Amadeus IT Group Most Frequently Asked Latest Hadoop Interview Questions Answers
What are the different types of Znodes?
There are 2 types of Znodes namely- Ephemeral and Sequential Znodes.
The Znodes that get destroyed as soon as the client that created it disconnects are referred to as Ephemeral Znodes.
Sequential Znode is the one in which sequential number is chosen by the ZooKeeper ensemble and is pre-fixed when the client assigns name to the znode.
What are watches?
Client disconnection might be troublesome problem especially when we need to keep a track on the state of Znodes at regular intervals. ZooKeeper has an event system referred to as watch which can be set on Znode to trigger an event whenever it is removed, altered or any new children are created below it.
What is a checkpoint?
In brief, “Checkpointing” is a process that takes an FsImage, edit log and compacts them into a new FsImage. Thus, instead of replaying an edit log, the NameNode can load the final in-memory state directly from the FsImage. This is a far more efficient operation and reduces NameNode startup time. Checkpointing is performed by Secondary NameNode.
How is HDFS fault tolerant?
When data is stored over HDFS, NameNode replicates the data to several DataNode. The default replication factor is 3. You can change the configuration factor as per your need. If a DataNode goes down, the NameNode will automatically copy the data to another node from the replicas and make the data available. This provides fault tolerance in HDFS.
Can NameNode and DataNode be a commodity hardware?
The smart answer to this question would be, DataNodes are commodity hardware like personal computers and laptops as it stores data and are required in a large number. But from your experience, you can tell that, NameNode is the master node and it stores metadata about all the blocks stored in HDFS. It requires high memory (RAM) space, so NameNode needs to be a high-end machine with good memory space.
Why do we use HDFS for applications having large data sets and not when there are a lot of small files?
HDFS is more suitable for large amounts of data sets in a single file as compared to small amount of data spread across multiple files. As you know, the NameNode stores the metadata information regarding the file system in the RAM. Therefore, the amount of memory produces a limit to the number of files in my HDFS file system. In other words, too many files will lead to the generation of too much metadata. And, storing these metadata in the RAM will become a challenge. As a thumb rule, metadata for a file, block or directory takes 150 bytes.
How do you define “block” in HDFS? What is the default block size in Hadoop 1 and in Hadoop 2? Can it be changed?

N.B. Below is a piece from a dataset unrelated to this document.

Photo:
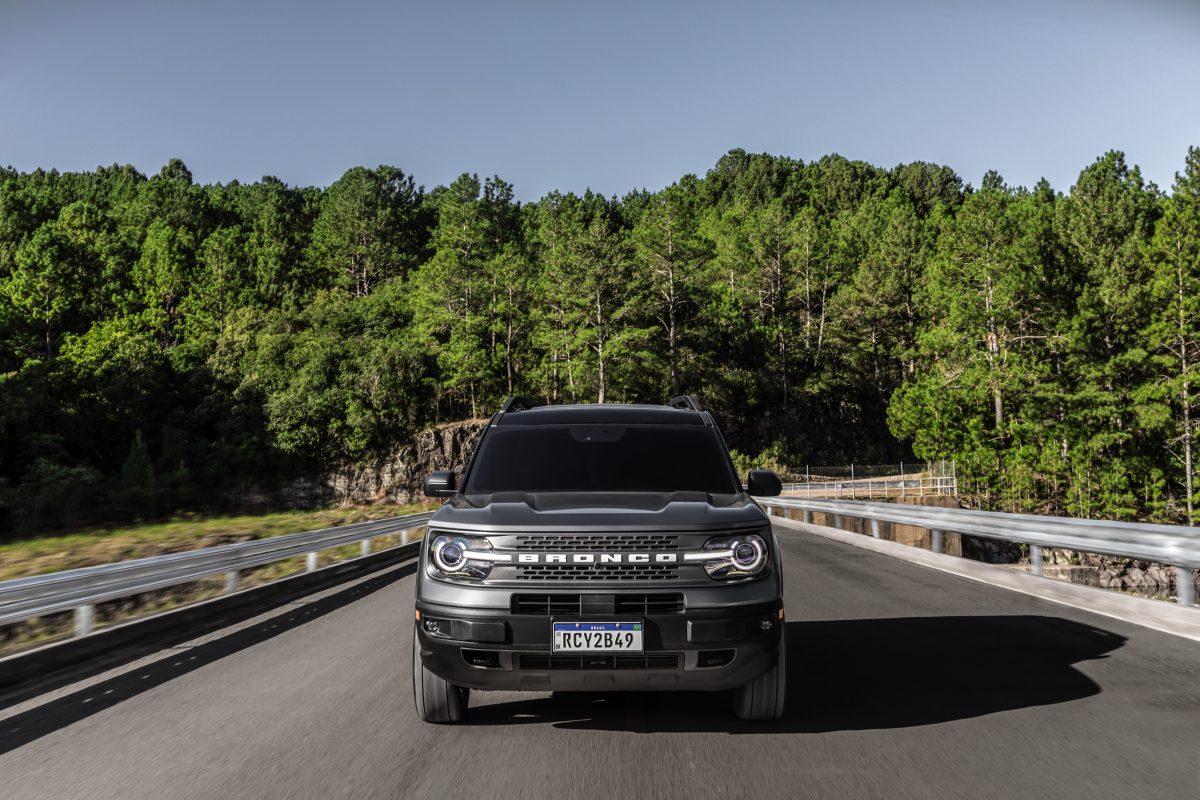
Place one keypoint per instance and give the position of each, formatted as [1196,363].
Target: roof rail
[517,404]
[687,402]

Blocks are the nothing but the smallest continuous location on your hard drive where data is stored. HDFS stores each as blocks, and distribute it across the Hadoop cluster. Files in HDFS are broken down into block-sized chunks, which are stored as independent units.
Hadoop 1 default block size: 64 MB
Hadoop 2 default block size: 128 MB
Yes, blocks can be configured. The dfs.block.size parameter can be used in the hdfs-site.xml file to set the size of a block in a Hadoop environment.
What does ‘jps’ command do?
The ‘jps’ command helps us to check if the Hadoop daemons are running or not. It shows all the Hadoop daemons i.e namenode, datanode, resourcemanager, nodemanager etc. that are running on the machine.
How do you define “Rack Awareness” in Hadoop?
Rack Awareness is the algorithm in which the “NameNode” decides how blocks and their replicas are placed, based on rack definitions to minimize network traffic between “DataNodes” within the same rack. Let’s say we consider replication factor 3 (default), the policy is that “for every block of data, two copies will exist in one rack, third copy in a different rack”. This rule is known as the “Replica Placement Policy”.
What is “speculative execution” in Hadoop?
If a node appears to be executing a task slower, the master node can redundantly execute another instance of the same task on another node. Then, the task which finishes first will be accepted and the other one is killed. This process is called “speculative execution”.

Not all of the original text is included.